As a general principle, access to the central data store should be restricted to the components that need full control over the system and which can apply appropriate authorization and authentication of change requests. In the future, etcd may offer granular access control, but that granularity will require an administrator to understand the schema of the data to properly apply security. An administrator must be able to properly secure Kubernetes at a policy level, rather than at an implementation level, and schema changes over time should not risk unintended security leaks.
Both the Kubelet and Kube Proxy need information related to their specific roles - for the Kubelet, the set of pods it should be running, and for the Proxy, the set of services and endpoints to load balance. The Kubelet also needs to provide information about running pods and historical termination data. The access pattern for both Kubelet and Proxy to load their configuration is an efficient "wait for changes" request over HTTP. It should be possible to limit the Kubelet and Proxy to only access the information they need to perform their roles and no more.
The controller manager for Replication Controllers and other future controllers act on behalf of a user via delegation to perform automated maintenance on Kubernetes resources. Their ability to access or modify resource state should be strictly limited to their intended duties and they should be prevented from accessing information not pertinent to their role. For example, a replication controller needs only to create a copy of a known pod configuration, to determine the running state of an existing pod, or to delete an existing pod that it created - it does not need to know the contents or current state of a pod, nor have access to any data in the pods attached volumes.

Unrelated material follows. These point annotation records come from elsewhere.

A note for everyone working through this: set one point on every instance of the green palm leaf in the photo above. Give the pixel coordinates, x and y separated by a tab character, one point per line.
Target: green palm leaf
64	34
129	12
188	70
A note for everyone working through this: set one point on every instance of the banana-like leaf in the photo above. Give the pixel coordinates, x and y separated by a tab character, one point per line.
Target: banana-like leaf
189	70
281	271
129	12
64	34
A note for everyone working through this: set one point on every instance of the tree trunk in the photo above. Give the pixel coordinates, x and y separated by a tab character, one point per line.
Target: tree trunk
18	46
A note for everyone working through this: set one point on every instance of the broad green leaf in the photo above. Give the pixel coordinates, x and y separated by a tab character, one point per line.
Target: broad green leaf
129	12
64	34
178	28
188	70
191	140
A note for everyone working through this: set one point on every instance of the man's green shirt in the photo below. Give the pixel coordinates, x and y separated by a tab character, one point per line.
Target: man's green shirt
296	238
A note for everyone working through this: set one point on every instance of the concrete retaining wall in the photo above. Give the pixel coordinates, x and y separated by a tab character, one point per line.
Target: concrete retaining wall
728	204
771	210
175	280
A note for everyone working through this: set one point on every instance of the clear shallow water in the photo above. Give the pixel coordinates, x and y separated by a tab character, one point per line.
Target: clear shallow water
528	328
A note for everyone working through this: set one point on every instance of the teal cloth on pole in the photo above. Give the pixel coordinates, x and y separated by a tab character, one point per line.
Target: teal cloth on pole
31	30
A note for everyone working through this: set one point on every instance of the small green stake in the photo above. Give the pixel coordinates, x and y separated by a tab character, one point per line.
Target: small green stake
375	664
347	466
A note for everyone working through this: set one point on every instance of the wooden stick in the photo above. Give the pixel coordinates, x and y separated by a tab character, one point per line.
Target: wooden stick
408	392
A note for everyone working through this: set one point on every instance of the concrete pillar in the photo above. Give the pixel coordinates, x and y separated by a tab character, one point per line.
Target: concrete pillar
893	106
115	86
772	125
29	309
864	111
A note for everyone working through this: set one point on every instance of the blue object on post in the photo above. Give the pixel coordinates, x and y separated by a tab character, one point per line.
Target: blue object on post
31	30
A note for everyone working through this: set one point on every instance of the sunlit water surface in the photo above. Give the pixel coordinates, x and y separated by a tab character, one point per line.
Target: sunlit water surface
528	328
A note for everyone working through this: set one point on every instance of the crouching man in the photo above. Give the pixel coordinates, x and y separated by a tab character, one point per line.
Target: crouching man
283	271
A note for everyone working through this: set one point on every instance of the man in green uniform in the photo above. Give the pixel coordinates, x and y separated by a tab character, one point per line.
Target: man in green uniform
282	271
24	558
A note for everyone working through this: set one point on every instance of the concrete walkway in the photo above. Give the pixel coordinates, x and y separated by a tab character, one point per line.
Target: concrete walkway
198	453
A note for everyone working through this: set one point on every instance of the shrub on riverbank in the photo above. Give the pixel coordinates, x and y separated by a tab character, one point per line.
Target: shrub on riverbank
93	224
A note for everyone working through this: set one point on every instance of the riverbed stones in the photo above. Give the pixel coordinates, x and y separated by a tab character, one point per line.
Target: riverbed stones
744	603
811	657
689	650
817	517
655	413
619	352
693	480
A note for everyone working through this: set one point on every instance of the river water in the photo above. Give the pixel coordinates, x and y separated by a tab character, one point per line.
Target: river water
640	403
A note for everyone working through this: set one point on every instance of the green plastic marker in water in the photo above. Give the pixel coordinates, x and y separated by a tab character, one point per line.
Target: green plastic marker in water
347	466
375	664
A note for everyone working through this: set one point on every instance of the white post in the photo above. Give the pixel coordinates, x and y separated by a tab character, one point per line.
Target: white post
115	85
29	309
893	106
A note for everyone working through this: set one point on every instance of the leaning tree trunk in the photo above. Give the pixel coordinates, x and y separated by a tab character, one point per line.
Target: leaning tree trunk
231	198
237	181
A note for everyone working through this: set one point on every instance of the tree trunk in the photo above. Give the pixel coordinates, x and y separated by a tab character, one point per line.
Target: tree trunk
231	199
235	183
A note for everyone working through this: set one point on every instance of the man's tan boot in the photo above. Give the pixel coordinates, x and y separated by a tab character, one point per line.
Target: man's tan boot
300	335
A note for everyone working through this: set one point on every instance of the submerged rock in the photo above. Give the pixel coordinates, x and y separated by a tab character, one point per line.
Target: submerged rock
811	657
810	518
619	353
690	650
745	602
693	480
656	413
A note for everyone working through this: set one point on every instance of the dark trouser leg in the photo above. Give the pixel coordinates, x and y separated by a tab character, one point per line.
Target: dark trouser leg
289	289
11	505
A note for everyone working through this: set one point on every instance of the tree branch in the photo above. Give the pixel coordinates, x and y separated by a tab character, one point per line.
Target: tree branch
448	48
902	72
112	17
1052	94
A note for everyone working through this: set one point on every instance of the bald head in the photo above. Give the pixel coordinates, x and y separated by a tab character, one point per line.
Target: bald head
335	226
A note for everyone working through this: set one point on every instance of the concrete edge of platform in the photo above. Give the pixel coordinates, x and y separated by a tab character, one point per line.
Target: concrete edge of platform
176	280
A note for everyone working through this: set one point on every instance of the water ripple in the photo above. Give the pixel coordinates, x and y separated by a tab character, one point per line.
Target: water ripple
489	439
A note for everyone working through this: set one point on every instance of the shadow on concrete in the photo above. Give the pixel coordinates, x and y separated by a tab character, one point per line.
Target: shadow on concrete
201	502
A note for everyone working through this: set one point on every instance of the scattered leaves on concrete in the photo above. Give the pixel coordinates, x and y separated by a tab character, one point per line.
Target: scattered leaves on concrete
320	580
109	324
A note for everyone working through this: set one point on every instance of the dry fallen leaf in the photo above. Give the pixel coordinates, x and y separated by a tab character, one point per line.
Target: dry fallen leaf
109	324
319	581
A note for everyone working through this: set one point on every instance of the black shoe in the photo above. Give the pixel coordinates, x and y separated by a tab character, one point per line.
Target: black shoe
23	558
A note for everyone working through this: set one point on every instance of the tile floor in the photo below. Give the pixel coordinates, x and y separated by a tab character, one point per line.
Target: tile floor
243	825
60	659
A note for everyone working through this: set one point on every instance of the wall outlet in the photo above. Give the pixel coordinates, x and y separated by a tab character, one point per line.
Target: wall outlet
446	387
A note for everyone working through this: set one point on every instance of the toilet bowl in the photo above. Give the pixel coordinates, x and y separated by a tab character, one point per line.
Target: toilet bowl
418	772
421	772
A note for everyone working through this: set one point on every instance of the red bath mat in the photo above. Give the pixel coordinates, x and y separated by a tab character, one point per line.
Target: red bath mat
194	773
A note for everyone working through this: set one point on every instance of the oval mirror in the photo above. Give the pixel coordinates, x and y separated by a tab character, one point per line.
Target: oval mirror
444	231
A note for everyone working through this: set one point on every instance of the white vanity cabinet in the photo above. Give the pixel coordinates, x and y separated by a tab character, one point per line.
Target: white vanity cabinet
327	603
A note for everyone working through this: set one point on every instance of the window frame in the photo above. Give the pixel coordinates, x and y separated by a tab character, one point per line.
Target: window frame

The Kubernetes pod scheduler is responsible for reading data from the pod to fit it onto a minion in the cluster. At a minimum, it needs access to view the ID of a pod (to craft the binding), its current state, any resource information necessary to identify placement, and other data relevant to concerns like anti-affinity, zone or region preference, or custom logic. It does not need the ability to modify pods or see other resources, only to create bindings. It should not need the ability to delete bindings unless the scheduler takes control of relocating components on failed hosts (which could be implemented by a separate component that can delete bindings but not create them). The scheduler may need read access to user or project-container information to determine preferential location (underspecified at this time).